“American Hustle” Plays the Long Con and Wins

American Hustle

David O. Russell (Flirting with Disaster, Three KingsI Heart Huckabees, The FighterSilver Linings Playbook) is not one of America’s most prolific directors – 5 years passed between Three Kings and I Heart Huckabees, and another 6 passed between Huckabees and The Fighter – but he is definitely one of our most interesting and versatile contemporary filmmakers and, fortunately for us, he seems to be picking up the pace of his output. I was not as much a fan of Silver Linings Playbook as some, but I enjoyed a lot of it and was grateful – as always – for the uniqueness of his voice. Now – just one year later – he comes at us with an edgy, vibrant 1970s period crime thriller, American Hustle, filled with great performances and terrific filmmaking flourishes, which some film critics have already labeled as the best film of the year. I wouldn’t go quite that far in my own estimation of it, but it’s great fun and probably one of the most entertaining smart films of 2013.

American Hustle takes place in 1978, in New Jersey, and the director and production designer have a lot of fun, as you would expect, with clothing and hairstyles. This specificity of time and place, along with just the whiff of truth allowed by the opening title card – “some of this actually happened” – lends the film a colorful hallucinatory quality, as if half-remembered events had resurfaced in a dream one night after too much good food and wine. Does Irving Rosenfeld (Christian Bale, remarkable) really wear his hair in such an outrageous combover? Does Sydney Prosser (Amy Adams, in a rich and moving performance) really wear dresses open down to her navel? Does Richie DiMaso (Bradley Cooper, marvelously high-strung) really put his hair in tight curlers every night for just the right permed look? Is the pompadour sported by Carmine Polito (Jeremy Renner, working hard, but miscast) really such a good thing for a politician? The decade of the ’70s certainly saw its share of over-the-top styles, but this film is designed more for satire than for verisimilitude – emphasis on “some of this actually happened” – letting us know right away that we’re in for a good time. What’s real and what’s not is part of the game. We’re dealing with con artists, after all.

That’s not to say that there aren’t genuine emotions at play. At the center of the story is a bona fide love story between Rosenfeld and Prosser. Rosenfeld, about 40 pounds too heavy (Bale actually gained that much weight for the part), nevertheless has something confident and sexy in him that charms former-stripper Prosser, and his plan to defraud local businessmen with the promise of future bank loans offers her the chance to play the part of an English woman with bank connections. Together, they dream of escaping their working-class roots and achieving the ultimate con of self-reinvention (even if Prosser’s accent is terrible).

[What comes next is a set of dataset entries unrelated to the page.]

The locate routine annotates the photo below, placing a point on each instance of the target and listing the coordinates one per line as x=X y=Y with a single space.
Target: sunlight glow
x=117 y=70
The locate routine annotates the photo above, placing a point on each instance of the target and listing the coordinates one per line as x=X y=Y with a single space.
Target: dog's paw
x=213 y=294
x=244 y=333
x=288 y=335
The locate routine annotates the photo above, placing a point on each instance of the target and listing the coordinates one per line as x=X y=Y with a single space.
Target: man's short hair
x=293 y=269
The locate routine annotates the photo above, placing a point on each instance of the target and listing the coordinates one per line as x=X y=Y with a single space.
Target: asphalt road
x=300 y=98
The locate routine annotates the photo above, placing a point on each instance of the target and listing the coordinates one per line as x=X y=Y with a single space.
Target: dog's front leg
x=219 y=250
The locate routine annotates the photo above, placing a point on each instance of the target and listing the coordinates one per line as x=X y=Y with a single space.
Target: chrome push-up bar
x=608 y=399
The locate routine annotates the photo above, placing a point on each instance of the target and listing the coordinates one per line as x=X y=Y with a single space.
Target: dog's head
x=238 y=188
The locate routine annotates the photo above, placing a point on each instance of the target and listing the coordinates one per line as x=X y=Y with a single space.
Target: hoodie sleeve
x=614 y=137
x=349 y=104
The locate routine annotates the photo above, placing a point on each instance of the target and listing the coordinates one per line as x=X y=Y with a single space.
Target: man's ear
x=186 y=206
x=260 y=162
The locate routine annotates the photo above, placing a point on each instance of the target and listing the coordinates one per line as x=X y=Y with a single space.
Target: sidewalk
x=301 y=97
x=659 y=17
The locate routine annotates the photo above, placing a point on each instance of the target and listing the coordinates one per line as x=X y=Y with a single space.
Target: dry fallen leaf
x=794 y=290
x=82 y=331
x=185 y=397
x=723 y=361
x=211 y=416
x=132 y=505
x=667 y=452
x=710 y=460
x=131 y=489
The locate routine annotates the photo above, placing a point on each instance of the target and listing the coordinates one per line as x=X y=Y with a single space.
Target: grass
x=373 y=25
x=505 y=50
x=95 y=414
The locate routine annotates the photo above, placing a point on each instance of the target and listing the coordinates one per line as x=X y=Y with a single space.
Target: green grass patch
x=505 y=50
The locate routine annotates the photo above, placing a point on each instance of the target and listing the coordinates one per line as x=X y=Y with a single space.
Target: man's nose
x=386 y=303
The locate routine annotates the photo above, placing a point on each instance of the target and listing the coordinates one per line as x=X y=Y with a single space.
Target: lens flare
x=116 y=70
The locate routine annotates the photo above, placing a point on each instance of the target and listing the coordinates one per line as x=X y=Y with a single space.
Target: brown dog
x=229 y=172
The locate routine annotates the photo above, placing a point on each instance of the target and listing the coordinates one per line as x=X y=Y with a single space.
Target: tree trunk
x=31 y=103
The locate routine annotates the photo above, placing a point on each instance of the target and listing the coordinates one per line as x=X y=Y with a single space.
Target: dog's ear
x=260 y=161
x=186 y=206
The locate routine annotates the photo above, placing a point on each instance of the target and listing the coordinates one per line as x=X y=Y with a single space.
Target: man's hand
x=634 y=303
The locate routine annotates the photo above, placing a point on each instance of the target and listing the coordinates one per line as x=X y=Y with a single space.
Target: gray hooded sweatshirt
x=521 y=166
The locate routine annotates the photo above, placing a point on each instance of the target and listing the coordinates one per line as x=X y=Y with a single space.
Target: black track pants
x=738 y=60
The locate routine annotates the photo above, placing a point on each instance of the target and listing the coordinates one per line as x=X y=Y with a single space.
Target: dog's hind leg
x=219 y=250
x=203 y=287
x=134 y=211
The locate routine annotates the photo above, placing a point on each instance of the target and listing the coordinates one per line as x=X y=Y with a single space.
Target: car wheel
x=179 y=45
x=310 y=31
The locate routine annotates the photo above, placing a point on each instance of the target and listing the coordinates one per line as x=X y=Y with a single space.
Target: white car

When the film opens, Rosenfeld and Prosser are in the middle of a sting operation being run on local politicians by DiMaso, an FBI agent who had earlier arrested them (which we see, later, in flashback). Their sentence involves helping him wipe out corruption in New Jersey, an impossible task, and one that, as it turns out, is well beyond DiMaso’s limited capacities. At this point in the film, they’re estranged, and Prosser seems to be now leaning towards DiMaso, but we’re never quite sure where her true feelings lie, nor what she really wants, until the end. Which is part of what makes this film so much fun: we’re always guessing, and never sure about the plot twists to come.

The bulk of the story is, in fact, loosely based on the real Abscam sting run by the FBI in the late 1970s. Here, Rosenfeld and DiMaso cook up a plan to entrap state representatives, one senator, and Mayor Carmen Polito of Camden, using a fake Arab sheik (the “Abdul” of “Abscam” – no one said this was a politically correct operation) and a briefcase full of money. Why DiMaso is so obsessed with taking down corruption has more to do with the fact that he wants to make a name for himself (he still lives with his mother) – his own self-reinvention – than because that corruption is causing any real harm (at least as presented in the film). In the end, he’s no more honorable than the people he’s trying to take down.

The real revelation in the film is Amy Adams, an actress I have always admired, but who here dives deep into the heart of Prosser and shows us the strength, intelligence and desires of a real woman, even in those crazy outfits she wears. She manages to be formidable and vulnerable at the same time. When she finds herself in the same room as Rosenfeld’s ditzy and depressive wife, Rosalyn (Jennifer Lawrence, very good), there’s no question who is the better soulmate for the man. The film belongs to her, which is saying a lot, given how good most of her co-stars are.

My main beef with the film is that it loses energy in the final third, and would be better if it were 30 minutes shorter. Also, the way the plot is wrapped up at the end is just a little too pat. But it’s still a very good film, and so elaborately plotted that you’ll have a great time trying to stay ahead of the con.